3.2.2B. Gram Negative Bacteria While literature data is abundant regarding the presence of yeasts/moulds or Grampositive bacteria in cheese, Gram-negative bacteria (GNB) have been studied rarely. However, a wide diversity of GNB can be found at relative high population level in raw milk (Desmasures et al. 1997; Lafarge et al. 2004) and in various cheeses including smear cheeses (Larpin et al. 2011; Maoz et al. 2003). GNB usually represent from 18 to 60 % of the bacteria 11
isolated from the surface of European smear cheeses (Larpin et al. 2011; Maoz et al. 2003; Mounier et al. 2005). GNB present on the surface of ripened soft cheese belong mainly to the Moraxellaceae, Pseudomonadaceae and Enterobacteriaceae families (Bockelmann et al. 2005; Maoz et al. 2003; Mounier et al. 2005; Tornadijo et al. 1993). Recently, a study of the GNB associated with French milk and cheeses indicated the existence of a large biodiversity of at least 26 different genera, represented by 68 species including potential new species, identified amongst the 173 studied isolates (Coton et al. submitted). Pseudomonas, Chryseobacterium, Enterobacter and Stenotrophomonas were the genera most frequently found in cheese core and milk samples; while Proteus, Psychrobacter, Halomonas and Serratia were the most frequent genera amongst surface samples. Alcaligenes sp., Hafnia alvei, Marinomonas sp., Raoultella planticola, Ewingella americana were also described on the surface of Livarot cheese (Larpin et al. 2011). Until now, the presence of Gram negative bacteria, and particularly coliform bacteria, in food was considered as an indicator of bad handling, which can spoil the product. There are now evidences of their positive contribution to cheese organoleptic qualities, as demonstrated for Proteus vulgaris (Deetae et al. 2007) or by the use of H. alvei as commercial ripening culture (Alonso-Calleja et al. 2002). Pseudomonas spp. is also able to produce a variety of volatile compounds which may contribute positively to cheeses sensory qualities (Morales et al. 2005a), including sulfur compounds as demonstrated for P. putida (Jay et al. 2005).

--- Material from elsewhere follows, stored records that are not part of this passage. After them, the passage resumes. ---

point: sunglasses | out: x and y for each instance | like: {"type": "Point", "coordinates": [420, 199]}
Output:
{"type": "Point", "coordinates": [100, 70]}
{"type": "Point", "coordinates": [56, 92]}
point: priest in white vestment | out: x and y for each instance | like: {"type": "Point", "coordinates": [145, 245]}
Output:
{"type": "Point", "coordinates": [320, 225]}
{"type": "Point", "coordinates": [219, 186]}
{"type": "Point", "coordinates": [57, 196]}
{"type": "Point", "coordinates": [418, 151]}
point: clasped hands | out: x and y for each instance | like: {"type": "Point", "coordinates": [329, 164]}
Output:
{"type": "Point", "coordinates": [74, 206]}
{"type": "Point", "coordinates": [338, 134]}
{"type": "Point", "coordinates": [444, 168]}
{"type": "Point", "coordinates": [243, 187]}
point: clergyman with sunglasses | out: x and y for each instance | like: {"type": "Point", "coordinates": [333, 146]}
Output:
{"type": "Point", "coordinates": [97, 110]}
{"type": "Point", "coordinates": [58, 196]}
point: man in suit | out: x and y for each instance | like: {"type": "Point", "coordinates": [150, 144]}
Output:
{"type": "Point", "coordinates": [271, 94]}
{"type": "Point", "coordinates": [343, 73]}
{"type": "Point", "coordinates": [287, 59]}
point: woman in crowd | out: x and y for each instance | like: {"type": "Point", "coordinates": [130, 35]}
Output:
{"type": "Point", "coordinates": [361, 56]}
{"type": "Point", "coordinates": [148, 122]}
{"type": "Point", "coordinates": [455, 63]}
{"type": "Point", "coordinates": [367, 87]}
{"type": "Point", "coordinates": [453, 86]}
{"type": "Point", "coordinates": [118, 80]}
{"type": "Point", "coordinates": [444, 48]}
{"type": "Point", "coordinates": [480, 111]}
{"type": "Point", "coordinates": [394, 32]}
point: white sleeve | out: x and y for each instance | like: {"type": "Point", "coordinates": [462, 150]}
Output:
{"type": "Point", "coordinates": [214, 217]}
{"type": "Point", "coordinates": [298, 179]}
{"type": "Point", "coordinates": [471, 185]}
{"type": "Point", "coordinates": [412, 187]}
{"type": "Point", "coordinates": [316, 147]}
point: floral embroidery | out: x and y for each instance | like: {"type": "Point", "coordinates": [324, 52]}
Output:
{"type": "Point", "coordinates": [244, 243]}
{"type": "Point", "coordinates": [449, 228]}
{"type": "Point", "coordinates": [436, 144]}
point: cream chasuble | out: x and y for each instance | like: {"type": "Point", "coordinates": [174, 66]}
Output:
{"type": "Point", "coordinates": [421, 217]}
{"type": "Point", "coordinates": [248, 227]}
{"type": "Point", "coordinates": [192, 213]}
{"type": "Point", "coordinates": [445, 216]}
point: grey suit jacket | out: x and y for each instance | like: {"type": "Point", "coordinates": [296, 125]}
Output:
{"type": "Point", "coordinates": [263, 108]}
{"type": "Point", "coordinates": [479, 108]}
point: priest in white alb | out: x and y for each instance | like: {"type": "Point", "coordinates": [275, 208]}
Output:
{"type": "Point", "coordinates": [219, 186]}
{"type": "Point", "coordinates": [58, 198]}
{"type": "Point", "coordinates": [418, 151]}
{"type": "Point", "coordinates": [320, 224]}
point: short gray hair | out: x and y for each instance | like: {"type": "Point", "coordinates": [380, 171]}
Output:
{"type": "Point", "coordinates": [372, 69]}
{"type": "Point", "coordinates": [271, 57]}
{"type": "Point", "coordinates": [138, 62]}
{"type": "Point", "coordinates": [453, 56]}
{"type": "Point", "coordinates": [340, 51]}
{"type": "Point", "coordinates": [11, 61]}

3.3. Pathogenic microflora in cheese Cheeses are currently considered to be safe foods for consumers, as they have been implicated in only 1.8% of verified foodborne outbreaks due to zoonotic agents in the EU in 2008 (EFSA 2010). Historically there have been outbreaks of diseases associated with the consumption of cheeses and the predominant organisms responsible have included 12
Staphylococcus aureus and zoonotic bacteria such as Salmonella, Listeria monocytogenes, and verocytotoxin producing Escherichia coli (VTEC) (De Buyser et al. 2001; EFSA 2010; Little et al. 2008; Zottola and Smith 1991). Nearly 2500 serovars have been identified inside the Salmonella genus. Among them, most (about 2000) belong to the subspecies Salmonella enterica ssp enterica. The two main ubiquitous serovars involved in foodborne outbreaks worldwilde are Salmonella Enteritidis and S. Typhimurium, which are responsible for gastroenteritis. Staphylococcus aureus is the bacteria most frequently associated to foodborne outbreaks due to dairy products (85.5% of these outbreaks between 1992-1997 were due to S. aureus according to De Buyser et al. (2001). Due to enterotoxin production by some strains, it can be responsible for diarrhea, and sometimes causes vomiting. About twenty different enterotoxins have been described (Hennekinne et al. 2003), which are thermostable. While raw milk was reported as an important food vehicle in foodborne Campylobacter outbreaks in 2007 (EFSA 2009), cheeses are rarely associated with campylobacteriosis. Listeria monocytogenes is the causative agent of listeriosis. It is a rare pathology in Europe; its incidence in 2008 was 0.3 per 100,000 compared to campylobacteriosis at 40.7 per 100,000 (EFSA 2010). However, because its pathogenicity with around 20-30% fatalities is an important public health concern, a focus is done below on L. monocytogenes. Food ecosystem like cheese is composed of biotic and abiotic components. These components are determining factors in the L. monocytogenes growth in cheese. The presence of L. monocytogenes in a food environment is favored by its ability to grow at refrigeration temperatures (2 to 4oC) with a survival range of 0-45oC, tolerance to pH values as low as 4.5 and to high sodium chloride concentration (up to 10%). Thus, it is very difficult to control L. monocytogenes in a cheese environment during ripening (Farber and Peterkin 1991).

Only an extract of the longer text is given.